Само собой, я совершенно не помню этого юношу, который любил меня в младенчестве. Но я видела фотографию, на которой мы сняты вместе, а позже часто слышала от отца рассказы про Н’Гардо.

Возможно, именно благодаря Н’Гардо я всегда испытываю симпатию к туземцам. Это, мне кажется, дань благодарности той забытой тени, которая хранила меня когда-то.

Возвращение на Фиджи с младенцем Аланом и со мной, беспокойной девчонкой неполных двух лет от роду, было для матери тяжким испытанием.
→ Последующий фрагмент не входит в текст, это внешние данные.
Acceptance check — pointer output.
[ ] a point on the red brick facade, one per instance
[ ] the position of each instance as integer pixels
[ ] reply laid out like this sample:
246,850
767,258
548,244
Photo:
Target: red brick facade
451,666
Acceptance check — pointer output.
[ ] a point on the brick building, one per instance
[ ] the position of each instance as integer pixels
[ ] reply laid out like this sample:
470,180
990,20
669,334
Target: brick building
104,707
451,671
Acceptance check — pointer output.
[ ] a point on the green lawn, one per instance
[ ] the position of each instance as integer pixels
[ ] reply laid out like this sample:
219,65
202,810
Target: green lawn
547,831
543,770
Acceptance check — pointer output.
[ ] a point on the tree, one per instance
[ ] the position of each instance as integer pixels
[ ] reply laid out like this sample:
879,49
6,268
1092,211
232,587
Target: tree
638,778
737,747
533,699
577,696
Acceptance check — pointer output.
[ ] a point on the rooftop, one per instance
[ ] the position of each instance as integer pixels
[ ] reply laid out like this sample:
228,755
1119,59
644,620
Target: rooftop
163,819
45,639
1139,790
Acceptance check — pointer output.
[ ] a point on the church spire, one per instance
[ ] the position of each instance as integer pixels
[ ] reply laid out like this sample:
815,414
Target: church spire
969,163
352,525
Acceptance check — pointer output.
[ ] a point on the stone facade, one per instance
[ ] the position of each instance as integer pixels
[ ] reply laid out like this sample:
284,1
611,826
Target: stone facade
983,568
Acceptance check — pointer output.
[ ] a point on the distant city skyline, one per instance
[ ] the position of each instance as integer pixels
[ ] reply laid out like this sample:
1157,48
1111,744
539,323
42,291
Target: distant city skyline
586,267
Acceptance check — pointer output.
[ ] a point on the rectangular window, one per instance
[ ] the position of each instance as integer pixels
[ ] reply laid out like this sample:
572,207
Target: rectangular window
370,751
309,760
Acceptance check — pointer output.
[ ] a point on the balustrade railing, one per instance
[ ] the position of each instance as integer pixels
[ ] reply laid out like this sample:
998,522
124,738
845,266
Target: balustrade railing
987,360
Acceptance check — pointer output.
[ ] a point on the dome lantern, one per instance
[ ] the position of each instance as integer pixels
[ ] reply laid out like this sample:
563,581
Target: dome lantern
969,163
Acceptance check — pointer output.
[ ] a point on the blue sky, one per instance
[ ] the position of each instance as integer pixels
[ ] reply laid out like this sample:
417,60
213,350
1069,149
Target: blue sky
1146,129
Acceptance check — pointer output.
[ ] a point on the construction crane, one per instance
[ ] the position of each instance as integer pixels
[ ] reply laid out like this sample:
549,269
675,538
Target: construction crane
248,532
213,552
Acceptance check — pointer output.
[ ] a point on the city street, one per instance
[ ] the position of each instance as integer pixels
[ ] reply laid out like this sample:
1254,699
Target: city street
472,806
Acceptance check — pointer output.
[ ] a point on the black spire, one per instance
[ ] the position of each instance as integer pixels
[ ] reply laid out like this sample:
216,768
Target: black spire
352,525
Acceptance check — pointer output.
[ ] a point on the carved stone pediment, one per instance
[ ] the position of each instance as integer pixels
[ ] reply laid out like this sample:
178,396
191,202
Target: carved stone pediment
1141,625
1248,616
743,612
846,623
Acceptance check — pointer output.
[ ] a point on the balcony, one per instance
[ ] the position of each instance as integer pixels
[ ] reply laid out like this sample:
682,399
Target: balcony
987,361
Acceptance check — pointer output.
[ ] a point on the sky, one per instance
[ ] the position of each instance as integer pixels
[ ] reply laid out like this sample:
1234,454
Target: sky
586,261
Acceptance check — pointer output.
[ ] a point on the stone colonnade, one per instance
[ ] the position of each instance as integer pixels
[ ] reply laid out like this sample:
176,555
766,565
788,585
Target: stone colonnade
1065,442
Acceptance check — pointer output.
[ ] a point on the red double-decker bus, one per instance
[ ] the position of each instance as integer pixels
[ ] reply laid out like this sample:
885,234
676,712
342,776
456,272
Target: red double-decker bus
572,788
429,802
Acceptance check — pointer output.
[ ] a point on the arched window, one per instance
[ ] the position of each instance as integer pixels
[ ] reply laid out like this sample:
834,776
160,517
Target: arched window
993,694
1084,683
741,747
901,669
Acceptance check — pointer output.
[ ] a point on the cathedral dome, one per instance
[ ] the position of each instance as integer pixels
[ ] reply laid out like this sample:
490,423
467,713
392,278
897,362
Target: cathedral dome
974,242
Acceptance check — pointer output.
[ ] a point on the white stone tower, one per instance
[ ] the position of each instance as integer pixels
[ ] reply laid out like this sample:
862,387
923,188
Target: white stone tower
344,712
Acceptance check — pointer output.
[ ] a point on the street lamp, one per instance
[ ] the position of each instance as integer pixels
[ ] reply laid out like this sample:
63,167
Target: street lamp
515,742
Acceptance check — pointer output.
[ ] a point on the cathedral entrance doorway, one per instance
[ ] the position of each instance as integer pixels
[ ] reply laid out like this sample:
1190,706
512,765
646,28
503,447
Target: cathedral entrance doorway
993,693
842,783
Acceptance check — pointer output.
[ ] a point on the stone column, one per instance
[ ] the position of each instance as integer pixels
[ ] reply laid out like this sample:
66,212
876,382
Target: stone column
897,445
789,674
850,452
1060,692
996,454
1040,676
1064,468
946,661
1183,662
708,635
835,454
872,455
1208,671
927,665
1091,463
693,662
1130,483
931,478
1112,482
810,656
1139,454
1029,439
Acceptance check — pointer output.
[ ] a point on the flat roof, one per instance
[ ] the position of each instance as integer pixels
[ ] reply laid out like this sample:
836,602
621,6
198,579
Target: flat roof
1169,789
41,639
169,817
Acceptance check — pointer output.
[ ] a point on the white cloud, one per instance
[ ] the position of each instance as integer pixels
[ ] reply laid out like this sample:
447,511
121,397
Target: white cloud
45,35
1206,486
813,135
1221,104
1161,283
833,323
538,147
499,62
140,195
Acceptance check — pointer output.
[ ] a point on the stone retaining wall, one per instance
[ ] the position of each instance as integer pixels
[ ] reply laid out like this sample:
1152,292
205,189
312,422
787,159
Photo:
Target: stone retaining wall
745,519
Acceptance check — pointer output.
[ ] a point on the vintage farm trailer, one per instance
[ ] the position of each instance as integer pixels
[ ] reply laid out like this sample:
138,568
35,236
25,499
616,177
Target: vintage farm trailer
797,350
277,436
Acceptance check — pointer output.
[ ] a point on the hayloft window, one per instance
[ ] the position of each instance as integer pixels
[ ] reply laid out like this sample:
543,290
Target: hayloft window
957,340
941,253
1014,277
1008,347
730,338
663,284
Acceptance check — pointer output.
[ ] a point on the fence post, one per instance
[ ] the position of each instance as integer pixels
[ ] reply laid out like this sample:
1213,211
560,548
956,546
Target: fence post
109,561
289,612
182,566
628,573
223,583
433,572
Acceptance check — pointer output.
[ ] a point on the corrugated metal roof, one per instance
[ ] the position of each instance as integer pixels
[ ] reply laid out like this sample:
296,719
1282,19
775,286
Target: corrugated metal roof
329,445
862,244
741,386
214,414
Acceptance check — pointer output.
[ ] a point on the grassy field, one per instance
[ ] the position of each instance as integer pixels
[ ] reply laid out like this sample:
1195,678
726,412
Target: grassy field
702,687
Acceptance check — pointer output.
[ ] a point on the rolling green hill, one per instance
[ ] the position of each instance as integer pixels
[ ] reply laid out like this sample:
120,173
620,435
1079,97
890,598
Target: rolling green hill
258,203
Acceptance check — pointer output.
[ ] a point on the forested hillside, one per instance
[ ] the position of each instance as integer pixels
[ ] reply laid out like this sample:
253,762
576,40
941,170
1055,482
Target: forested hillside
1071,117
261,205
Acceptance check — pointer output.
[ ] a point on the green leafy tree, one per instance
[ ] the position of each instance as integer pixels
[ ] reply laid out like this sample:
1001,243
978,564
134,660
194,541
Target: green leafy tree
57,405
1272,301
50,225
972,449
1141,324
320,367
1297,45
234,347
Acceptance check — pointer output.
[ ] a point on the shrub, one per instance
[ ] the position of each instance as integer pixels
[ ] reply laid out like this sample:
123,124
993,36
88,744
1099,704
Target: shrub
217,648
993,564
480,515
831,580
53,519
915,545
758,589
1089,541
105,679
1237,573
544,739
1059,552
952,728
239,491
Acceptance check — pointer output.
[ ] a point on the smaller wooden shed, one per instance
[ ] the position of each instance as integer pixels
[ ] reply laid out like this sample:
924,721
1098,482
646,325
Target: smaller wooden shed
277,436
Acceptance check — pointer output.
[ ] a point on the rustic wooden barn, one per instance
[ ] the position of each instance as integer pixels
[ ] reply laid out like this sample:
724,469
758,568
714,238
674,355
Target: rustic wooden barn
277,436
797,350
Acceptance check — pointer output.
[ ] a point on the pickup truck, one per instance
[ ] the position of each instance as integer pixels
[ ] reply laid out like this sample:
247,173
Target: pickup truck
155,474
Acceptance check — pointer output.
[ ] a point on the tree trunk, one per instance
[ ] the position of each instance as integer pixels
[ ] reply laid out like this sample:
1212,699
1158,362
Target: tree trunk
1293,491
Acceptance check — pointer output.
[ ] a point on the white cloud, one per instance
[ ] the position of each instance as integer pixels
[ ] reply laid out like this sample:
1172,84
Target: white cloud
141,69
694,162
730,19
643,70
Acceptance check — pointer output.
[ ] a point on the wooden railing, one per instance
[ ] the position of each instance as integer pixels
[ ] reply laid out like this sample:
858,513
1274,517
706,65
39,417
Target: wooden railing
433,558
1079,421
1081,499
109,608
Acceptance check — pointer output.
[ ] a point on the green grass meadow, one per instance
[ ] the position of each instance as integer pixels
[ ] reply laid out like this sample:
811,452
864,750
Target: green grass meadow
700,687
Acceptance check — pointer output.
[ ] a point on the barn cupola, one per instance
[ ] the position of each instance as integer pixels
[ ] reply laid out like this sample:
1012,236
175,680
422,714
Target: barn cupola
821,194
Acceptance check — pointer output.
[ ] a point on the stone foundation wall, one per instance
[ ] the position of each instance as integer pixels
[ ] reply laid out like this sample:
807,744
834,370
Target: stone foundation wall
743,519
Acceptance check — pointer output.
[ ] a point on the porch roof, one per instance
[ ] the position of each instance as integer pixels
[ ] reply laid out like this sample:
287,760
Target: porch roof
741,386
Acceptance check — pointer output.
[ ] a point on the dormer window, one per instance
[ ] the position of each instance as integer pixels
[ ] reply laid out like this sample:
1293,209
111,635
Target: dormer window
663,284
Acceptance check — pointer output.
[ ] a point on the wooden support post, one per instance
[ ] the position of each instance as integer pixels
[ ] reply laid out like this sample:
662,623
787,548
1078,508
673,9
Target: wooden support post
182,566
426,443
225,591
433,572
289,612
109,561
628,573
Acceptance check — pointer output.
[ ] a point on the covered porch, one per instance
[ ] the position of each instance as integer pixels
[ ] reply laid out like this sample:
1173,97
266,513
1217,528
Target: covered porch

Море бушевало, мама страдала от морской болезни. Горничной на судне не было. И если бы капитан не вызвался за мной присматривать, уверяла мама, я непременно свалилась бы за борт. Никакими силами нельзя было заставить меня сидеть в каюте; при первой же возможности я удирала во всю прыть своих еще неокрепших ножек. Не один раз матросы ловили меня на вздымающейся палубе и водворяли обратно в каюту.

Тогда вмешался капитан Макинтош. Ребенку нужен свежий воздух, заявил он. И вот каждое утро он брал девочку на палубу, поднимал над бушующим морем, чтоб дать возможность вдоволь налюбоваться им, после чего оставлял в своей каюте, привязав за ногу к столу, а сам отправлялся на мостик; при этом он находил время регулярно кормить свою подопечную и следил, чтобы она ни в чем не нуждалась.

Капитан Макинтонг был суровый, грубоватый шотландец, который до тех пор не уделял столько внимания ни одному пассажиру. Вспоминая это путешествие, мать говорила, что в жизни не забудет его доброты.